It’s true enough that conservatives still do accuse the Democrats—or, more precisely, the liberals—of being moral relativists.  Rittelmeyer quotes Paul Ryan saying that the big problem of our time is moral relativism.  Our philosopher-pope, Benedict XVI, gave what was, in effect, his campaign speech for the papacy on “the dictatorship of relativism.”  That memorably ironic title really caught on with conservative American Catholics, including Ryan.

Our evangelical thinkers, who are often much more savvy and deep than most BIG THINK readers would imagine, typically contrast secular relativism with the absolute truth of the Bible.  When it comes to morality, they sometimes preach, it’s either revelation or nothing.

Even Ayn Rand, who’s at least a bit back in fashion, contrasts the subjectivist relativism of wimpy welfare-state parasites (including emo Christians, socialists, liberals, and most of the rest of us sniveling herd animals) with the objective truth of her objectivist philosophy of rational selfishness.

For Rittelmeyer, the authoritative expression of conservative hostility to relativism was the unlikely bestseller by Allan Bloom, The Closing of the American Mind.  American conservatives have, in fact, been “sampling” shamelessly from this book for the last twenty-five years.  To begin with the obvious, David Brooks’ moderately conservative “pop sociology” books are pretty much Bloom dumbed down with lots better examples.  Brooks’ most recent neuroscience book was an attempt to break out of the Bloom box, but another time I’ll explain why he didn’t seem to succeed fully.

According to Rittelmeyer, the era of relativism Bloom described and criticized is over because liberals have embraced the moral authority of science.  They have nothing to do with the Biblical morality of “God says.”  To the extent that they remain “spiritual,” it’s in rebellion against the authority of institutional religion.  But liberals also disdain the “I feel” of the subjectivist.  To go with feelings would be stupidly mindless relativism.

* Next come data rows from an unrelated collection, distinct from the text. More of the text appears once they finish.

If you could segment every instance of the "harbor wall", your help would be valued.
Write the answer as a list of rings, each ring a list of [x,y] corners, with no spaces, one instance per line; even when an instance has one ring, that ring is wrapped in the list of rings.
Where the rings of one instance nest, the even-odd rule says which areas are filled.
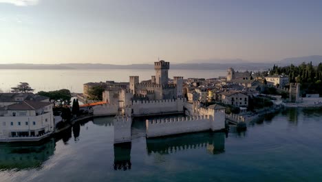
[[[211,130],[220,130],[225,128],[224,113],[218,112],[217,118],[204,115],[146,120],[146,127],[147,138]]]
[[[136,116],[183,112],[184,101],[185,99],[133,101],[133,114]]]

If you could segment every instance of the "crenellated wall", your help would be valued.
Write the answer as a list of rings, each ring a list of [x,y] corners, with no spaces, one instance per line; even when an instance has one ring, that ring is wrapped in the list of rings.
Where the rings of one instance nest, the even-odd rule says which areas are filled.
[[[148,115],[153,114],[183,112],[185,99],[164,99],[155,101],[132,101],[133,114]]]
[[[210,115],[175,117],[157,120],[146,120],[147,137],[158,137],[206,130],[220,130],[225,128],[224,112],[218,111],[217,117]],[[222,117],[224,115],[224,117]],[[216,116],[216,115],[215,115]]]
[[[114,143],[131,142],[132,119],[129,117],[116,117],[114,125]]]

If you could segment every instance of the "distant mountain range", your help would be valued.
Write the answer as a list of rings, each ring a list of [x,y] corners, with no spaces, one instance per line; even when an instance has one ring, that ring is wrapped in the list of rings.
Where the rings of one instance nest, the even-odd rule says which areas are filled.
[[[253,63],[240,59],[194,60],[184,63],[171,63],[172,70],[226,70],[235,68],[236,70],[261,70],[272,68],[274,64],[287,65],[291,63],[299,65],[303,62],[312,61],[313,65],[322,62],[322,56],[308,56],[286,58],[278,61]],[[153,64],[112,65],[101,63],[64,63],[64,64],[0,64],[0,69],[35,69],[35,70],[98,70],[128,69],[151,70]]]

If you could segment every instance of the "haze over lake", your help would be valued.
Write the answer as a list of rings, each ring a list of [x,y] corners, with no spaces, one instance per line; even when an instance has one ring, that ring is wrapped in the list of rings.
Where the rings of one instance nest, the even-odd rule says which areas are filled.
[[[83,84],[112,80],[129,81],[129,76],[140,76],[140,81],[151,79],[154,70],[0,70],[0,89],[10,92],[19,82],[28,82],[35,89],[50,91],[67,88],[74,92],[83,92]],[[225,76],[226,70],[170,70],[169,78],[214,78]]]

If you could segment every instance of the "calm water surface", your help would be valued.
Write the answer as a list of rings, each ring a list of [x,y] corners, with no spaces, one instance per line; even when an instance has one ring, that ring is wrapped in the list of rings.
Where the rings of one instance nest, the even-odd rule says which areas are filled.
[[[1,181],[322,181],[322,110],[286,110],[248,130],[114,146],[112,118],[74,126],[36,146],[0,145]]]
[[[10,92],[19,82],[28,82],[35,89],[50,91],[67,88],[83,92],[83,84],[107,80],[129,81],[129,76],[140,76],[140,81],[151,79],[154,70],[0,70],[0,89]],[[170,70],[169,77],[214,78],[225,76],[226,70]]]

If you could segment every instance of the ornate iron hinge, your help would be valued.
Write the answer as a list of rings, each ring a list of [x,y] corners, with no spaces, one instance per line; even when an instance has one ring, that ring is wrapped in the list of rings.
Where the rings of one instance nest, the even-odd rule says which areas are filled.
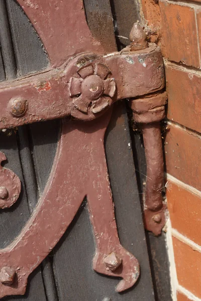
[[[118,237],[104,149],[111,108],[118,100],[128,99],[134,119],[142,129],[147,163],[146,227],[158,235],[165,223],[159,121],[165,116],[166,95],[160,48],[147,43],[142,28],[136,23],[130,46],[103,55],[104,50],[90,36],[84,14],[79,10],[81,2],[60,2],[56,17],[48,1],[41,2],[39,11],[34,6],[36,1],[32,1],[32,6],[19,0],[43,40],[51,67],[1,85],[0,129],[73,118],[63,120],[52,171],[32,216],[12,244],[0,250],[0,297],[25,293],[28,276],[59,240],[86,196],[96,242],[93,269],[122,277],[118,292],[137,281],[138,261]],[[65,32],[58,33],[65,25],[72,26],[66,12],[70,16],[75,7],[75,20],[80,22],[74,24],[73,34],[68,32],[66,41]],[[41,13],[45,9],[45,15]],[[73,11],[73,20],[74,14]],[[1,182],[2,208],[11,206],[18,197],[20,183],[12,177],[15,191],[14,184],[4,178]]]

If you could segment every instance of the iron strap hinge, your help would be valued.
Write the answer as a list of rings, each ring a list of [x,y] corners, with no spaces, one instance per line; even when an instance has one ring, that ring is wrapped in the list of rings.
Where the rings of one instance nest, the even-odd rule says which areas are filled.
[[[68,2],[64,2],[63,5],[68,5]],[[123,278],[117,287],[119,292],[137,281],[139,262],[119,239],[105,158],[104,134],[111,116],[109,109],[116,101],[128,99],[134,119],[142,128],[145,148],[145,224],[147,230],[159,235],[165,221],[161,193],[163,161],[159,122],[165,116],[167,97],[159,47],[147,43],[139,23],[134,24],[130,40],[131,45],[120,52],[104,55],[77,54],[61,66],[1,84],[0,129],[66,116],[78,121],[68,123],[63,120],[43,196],[19,237],[0,250],[0,297],[25,293],[29,275],[56,245],[86,195],[96,242],[94,269]],[[71,164],[80,161],[80,147],[84,177],[79,165]],[[5,157],[3,153],[1,155],[2,161]],[[0,181],[5,183],[0,187],[2,208],[12,205],[20,192],[19,179],[12,173],[9,170],[6,175],[0,173]],[[73,177],[75,173],[76,177]],[[61,179],[65,181],[61,183]],[[54,216],[53,229],[49,226],[50,206]]]

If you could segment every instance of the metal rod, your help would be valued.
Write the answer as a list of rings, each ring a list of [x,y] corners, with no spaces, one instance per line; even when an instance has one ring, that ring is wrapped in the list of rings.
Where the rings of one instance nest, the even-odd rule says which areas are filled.
[[[163,182],[163,157],[160,122],[141,125],[147,163],[145,205],[150,210],[158,210],[162,205],[161,189]]]

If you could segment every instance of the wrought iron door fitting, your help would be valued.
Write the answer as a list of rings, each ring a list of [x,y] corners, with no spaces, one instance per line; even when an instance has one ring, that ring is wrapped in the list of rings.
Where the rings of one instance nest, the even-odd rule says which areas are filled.
[[[32,216],[15,241],[0,250],[0,297],[25,293],[29,275],[59,240],[85,196],[96,243],[93,268],[122,277],[117,290],[123,291],[136,282],[140,267],[119,241],[104,135],[112,104],[130,99],[134,118],[142,124],[150,179],[146,225],[159,234],[164,223],[159,121],[166,100],[165,92],[160,92],[165,82],[160,48],[148,44],[142,28],[135,24],[131,46],[105,54],[90,35],[80,0],[58,2],[56,11],[53,0],[40,4],[32,0],[31,6],[18,2],[42,38],[51,67],[1,84],[0,129],[73,118],[63,119],[51,173]],[[69,31],[63,31],[69,26]]]

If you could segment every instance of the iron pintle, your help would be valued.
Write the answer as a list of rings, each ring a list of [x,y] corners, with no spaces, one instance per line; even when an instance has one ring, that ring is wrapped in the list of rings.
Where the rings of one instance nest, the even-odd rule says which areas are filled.
[[[131,41],[131,51],[147,48],[147,35],[138,22],[134,24],[130,33],[129,38]]]
[[[9,266],[2,268],[0,272],[0,281],[3,284],[11,285],[14,281],[16,272],[13,268]]]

So, as Rittelmeyer rightly notices, today’s cutting-edge liberals are over self-esteem movements and all that.  What’s important is not whether your kid feels good about himself  or herself but whether he or she really knows stuff.  Our sophisticated liberals want their kids to flourish as productive members of society, and that means acquiring real skills and being astute about the forces that really rule the world.

To the extent that relativism means “if it feels good, do it,” it is at least partly out of fashion.  The most recent studies show that somewhat traditional morality is returning to the lives of rich and sophisticated Americans, even as it’s disappearing from the lives of more ordinary Americans.

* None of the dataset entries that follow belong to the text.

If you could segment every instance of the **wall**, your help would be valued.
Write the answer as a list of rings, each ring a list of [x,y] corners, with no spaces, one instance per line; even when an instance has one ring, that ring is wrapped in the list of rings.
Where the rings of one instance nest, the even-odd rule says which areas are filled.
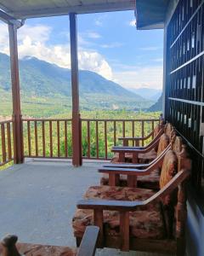
[[[194,160],[187,203],[188,256],[204,255],[204,202],[201,192],[204,177],[203,55],[204,1],[170,1],[164,30],[163,108],[165,119],[184,136]],[[199,198],[201,200],[198,202]]]

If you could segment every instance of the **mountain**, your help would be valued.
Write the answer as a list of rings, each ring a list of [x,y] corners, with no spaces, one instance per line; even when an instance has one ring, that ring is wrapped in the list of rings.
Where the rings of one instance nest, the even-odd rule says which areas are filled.
[[[159,97],[158,101],[155,104],[153,104],[150,108],[148,108],[147,111],[162,111],[162,95]]]
[[[145,99],[152,101],[157,101],[162,93],[162,90],[146,87],[141,87],[138,89],[130,88],[129,90],[139,95]]]
[[[9,57],[0,53],[0,92],[10,97]],[[37,103],[55,109],[71,108],[71,70],[33,57],[20,60],[20,93],[23,104]],[[79,71],[82,109],[148,108],[153,101],[130,92],[96,73]],[[54,105],[56,107],[54,108]],[[50,106],[50,107],[48,107]]]

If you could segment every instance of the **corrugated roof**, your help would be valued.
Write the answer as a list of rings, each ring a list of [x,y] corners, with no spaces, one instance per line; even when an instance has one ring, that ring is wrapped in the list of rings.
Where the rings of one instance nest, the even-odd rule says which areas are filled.
[[[169,1],[136,0],[137,28],[163,28]]]
[[[0,0],[16,19],[135,9],[135,0]]]

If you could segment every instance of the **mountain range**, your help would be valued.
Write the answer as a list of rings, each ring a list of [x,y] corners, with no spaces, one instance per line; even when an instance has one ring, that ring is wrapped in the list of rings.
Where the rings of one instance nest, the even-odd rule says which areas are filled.
[[[9,56],[0,53],[0,93],[10,99]],[[71,70],[34,57],[20,60],[22,104],[47,105],[54,109],[71,108]],[[80,105],[82,109],[147,109],[155,101],[144,99],[96,73],[79,71]],[[57,107],[56,107],[57,108]]]
[[[147,100],[151,101],[157,101],[162,93],[162,90],[147,87],[130,88],[129,90]]]

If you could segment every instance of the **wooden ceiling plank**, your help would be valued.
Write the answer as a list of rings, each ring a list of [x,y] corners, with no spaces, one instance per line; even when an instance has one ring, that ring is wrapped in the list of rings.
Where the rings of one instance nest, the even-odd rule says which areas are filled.
[[[1,0],[0,0],[1,2]],[[76,14],[90,14],[100,13],[110,11],[121,11],[121,10],[133,10],[135,8],[133,2],[123,0],[120,3],[105,3],[100,4],[88,4],[78,5],[72,7],[63,8],[51,8],[51,9],[39,9],[32,10],[24,10],[11,13],[18,19],[34,18],[34,17],[46,17],[46,16],[58,16],[66,15],[70,13]]]

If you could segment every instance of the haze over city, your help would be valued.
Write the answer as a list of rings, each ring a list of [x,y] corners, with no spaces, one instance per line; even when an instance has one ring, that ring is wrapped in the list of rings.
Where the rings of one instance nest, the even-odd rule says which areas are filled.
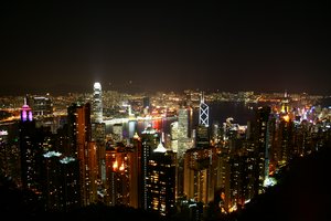
[[[266,91],[330,94],[329,8],[293,3],[11,2],[0,95]]]

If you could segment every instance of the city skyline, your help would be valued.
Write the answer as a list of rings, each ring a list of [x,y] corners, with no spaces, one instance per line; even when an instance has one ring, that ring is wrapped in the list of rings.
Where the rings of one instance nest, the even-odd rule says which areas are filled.
[[[2,4],[0,95],[257,91],[330,94],[328,7]]]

Liberals also have a hard time distinguishing between “I feel” and “I think.”  In either case, they think, I’m trying to impose my personal authority on others.  I have no right to do that.

So the liberal authority is “studies show” (as Walker Percy noted a couple of generation ago and Alexis de Tocqueville suggested around 1840).  What the studies show isn’t personal.  Science, as I read recently on BIG THINK, isn’t personal.  The objective truth of science trumps what any particular person might think or feel.  When I go with the “studies,” I’m subordinating personal authority—which should always be suspect—to scientific authority, which comes from no one in particular.

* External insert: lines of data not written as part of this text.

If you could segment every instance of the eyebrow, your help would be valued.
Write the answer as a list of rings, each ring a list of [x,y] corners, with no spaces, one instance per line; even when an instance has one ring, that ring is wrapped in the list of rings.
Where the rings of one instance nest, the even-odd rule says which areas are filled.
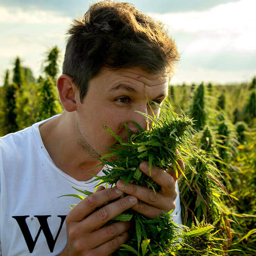
[[[129,92],[131,92],[132,93],[134,94],[138,94],[138,92],[134,88],[132,87],[131,87],[130,86],[128,85],[126,85],[124,84],[120,83],[118,84],[116,86],[114,86],[113,88],[111,88],[111,89],[109,90],[108,91],[108,93],[111,92],[115,92],[118,90],[120,89],[122,89],[125,90]]]
[[[131,87],[129,85],[127,85],[124,84],[120,83],[118,84],[116,86],[114,86],[113,88],[111,88],[111,89],[109,90],[108,91],[107,93],[109,93],[112,92],[115,92],[118,90],[122,89],[124,90],[127,92],[131,93],[133,94],[137,94],[138,92],[134,88]],[[159,95],[156,97],[155,98],[161,98],[162,97],[166,97],[167,96],[167,93],[166,92],[162,92],[160,93]]]

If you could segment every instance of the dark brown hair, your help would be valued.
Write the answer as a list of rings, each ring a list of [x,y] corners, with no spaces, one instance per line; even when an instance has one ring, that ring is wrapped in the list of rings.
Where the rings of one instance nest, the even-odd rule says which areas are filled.
[[[89,82],[103,66],[140,66],[148,73],[172,73],[179,55],[163,26],[126,2],[91,6],[68,30],[63,73],[72,77],[81,102]]]

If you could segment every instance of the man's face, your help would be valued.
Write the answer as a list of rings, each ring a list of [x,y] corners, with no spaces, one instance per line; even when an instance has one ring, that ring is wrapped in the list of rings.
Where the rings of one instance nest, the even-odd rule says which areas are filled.
[[[135,132],[137,129],[131,120],[146,129],[146,118],[135,111],[152,116],[147,96],[149,100],[161,104],[167,95],[168,81],[167,74],[162,74],[160,77],[138,67],[116,71],[103,68],[90,81],[82,103],[79,94],[76,95],[78,145],[86,154],[106,153],[109,152],[106,147],[116,141],[103,128],[103,125],[123,138],[127,134],[123,125],[119,127],[122,122]],[[152,102],[149,104],[158,116],[159,108]]]

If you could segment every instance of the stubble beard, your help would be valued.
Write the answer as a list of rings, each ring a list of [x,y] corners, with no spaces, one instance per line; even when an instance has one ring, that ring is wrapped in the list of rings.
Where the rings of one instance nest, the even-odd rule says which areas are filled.
[[[94,157],[95,160],[97,160],[101,155],[86,140],[81,132],[80,124],[78,120],[76,120],[78,138],[77,145],[82,149],[85,155],[88,155]]]
[[[78,147],[82,149],[85,155],[89,155],[94,157],[94,159],[96,160],[98,160],[99,158],[104,155],[104,153],[102,153],[101,154],[99,152],[94,149],[93,147],[86,140],[85,138],[83,135],[81,131],[81,129],[80,128],[80,126],[78,120],[77,120],[77,128],[78,134],[78,138],[77,141],[77,145]],[[122,138],[123,141],[124,143],[128,143],[128,137],[126,136],[124,138]],[[118,141],[115,140],[115,141],[112,143],[111,145],[115,144],[118,146],[120,143]],[[111,148],[111,145],[110,145],[110,147]],[[121,146],[120,146],[121,148]],[[107,149],[106,149],[106,150]],[[107,152],[106,152],[107,153]],[[107,157],[104,158],[105,160],[112,162],[112,161],[116,161],[118,159],[118,156],[115,156],[111,157]]]

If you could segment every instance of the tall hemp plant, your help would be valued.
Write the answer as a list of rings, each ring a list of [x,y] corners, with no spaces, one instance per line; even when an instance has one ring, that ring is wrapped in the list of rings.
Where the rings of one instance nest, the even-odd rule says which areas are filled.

So liberals are constantly writing books that say that conservatives and Republicans and such are waging war on science.  It’s the conservatives who are the relativists!  They reject objective truth with their personal, arbitrary whims.  They attempt to “relativize” science by trumping it with whatever some preacher “feels” God says.

Intelligent liberals have begun to lump the evangelicals with the Sixties “postmodernists,” with everyone who says that scientific authority is just another “worldview” or instrument of domination or arbitrary “paradigm.”   The real alternatives are science and truth-denying relativism.

Relativism, Rittelmeyer claims, has been replaced by the view that “there are no moral controversies, only empirical ones.”  If you know the facts, then you should know what to do.  Knowledge, as Socrates sort of said, is virtue.  Liberals, such as most BIG THINK authors, are animated more than ever by that “technocratic optimism.” 

Self-help experts, such as Malcolm Gladwell, are more in fashion than ever.  And the best-seller by Bloom was displaced by “the Freakanomicsguys”—who say that the self-interested activity measured by the empirical science of economics can resolve all the mysteries of life and so enlighten us on what we’re supposed to do in each and every situation.  Even studies about “empathy”—an allegedly selfless or altruistic quality—are all about how to make empathy work for ME. 

Such scientific authority is the basis of a NEW JUDGMENTALISM.  We can say with greater authority than ever that most people live stupidly because they’re not facing up to the facts.

That new judgmentalism produces more intrusive public policy.  We can use what we’ve learned from the science of economics to nudge people toward living more truthfully.  We can encourage them away from being able to buy those big sodas, smoke those cigarettes, engage in unsafe sex, and not buy health insurance.  We know better than ever, after all, what ways of living—what human choices—are most likely to produce bad outcomes.

Some libertarians object that the new judgmentalism is really a new paternalism.  The sophisticated elite are telling most people how to live.  But the scientific reply is that it’s nothing personal.  It’s in the self-interest of us all to defer to what we know through science. 

The recalcitrant might respond that it’s none of your damn business how I choose to spend my days—even if that means I have fewer days.  But studies show the issue isn’t that simple.  I, the liberal counters, will end up having to pay for your irresponsibility, and you have no right to make me do that.  I’m nudging you, in fact, because I don’t particularly care about you.  Please don’t confuse my expertise with the personal touch of charity.

Relativism has been, as Rittelmeyer observes, been replaced by a kind of utilitarianism.  The true morality is using what I know through science for my benefit.  My benefit, of course, is my health, wealth, safety, and comfort.  It’s also my happiness—my happiness as defined by me.  The science of happiness, to the extent that it’s objective or based on statistical studies, can’t really get beyond self-reporting.  It goes without saying that it couldn’t be the case, from the expert view, that my happiness might get in way of my being healthy, wealthy, safe, and comfortable. 

There’s a lot true and fascinating—along with some exaggeration—in this line of analysis. 

My main objection to Rittelmeyer’s analysis is that she doesn’t seem to realize it’s all already in Bloom’s book.  It’s the tendency of the young—everywhere and at all times—to “reinvent the wheel.”  It’s the same with young conservatives, of course.

I’ll talk about what Bloom really says next time.

But to make an obvious point:  It’s relativism about “the soul” that makes possible this scientific and utilitarian obsession with “the body.”

One more obvious point:  From even a scientific point of view, the so-called Republican war against science makes a lot of sense.  Our complacent experts with their studies show and know a lot less than they think they do.  That’s not to say we shouldn’t respect and listen to what they really do know.  Science is nothing more or less than the knowledge of the way things really are.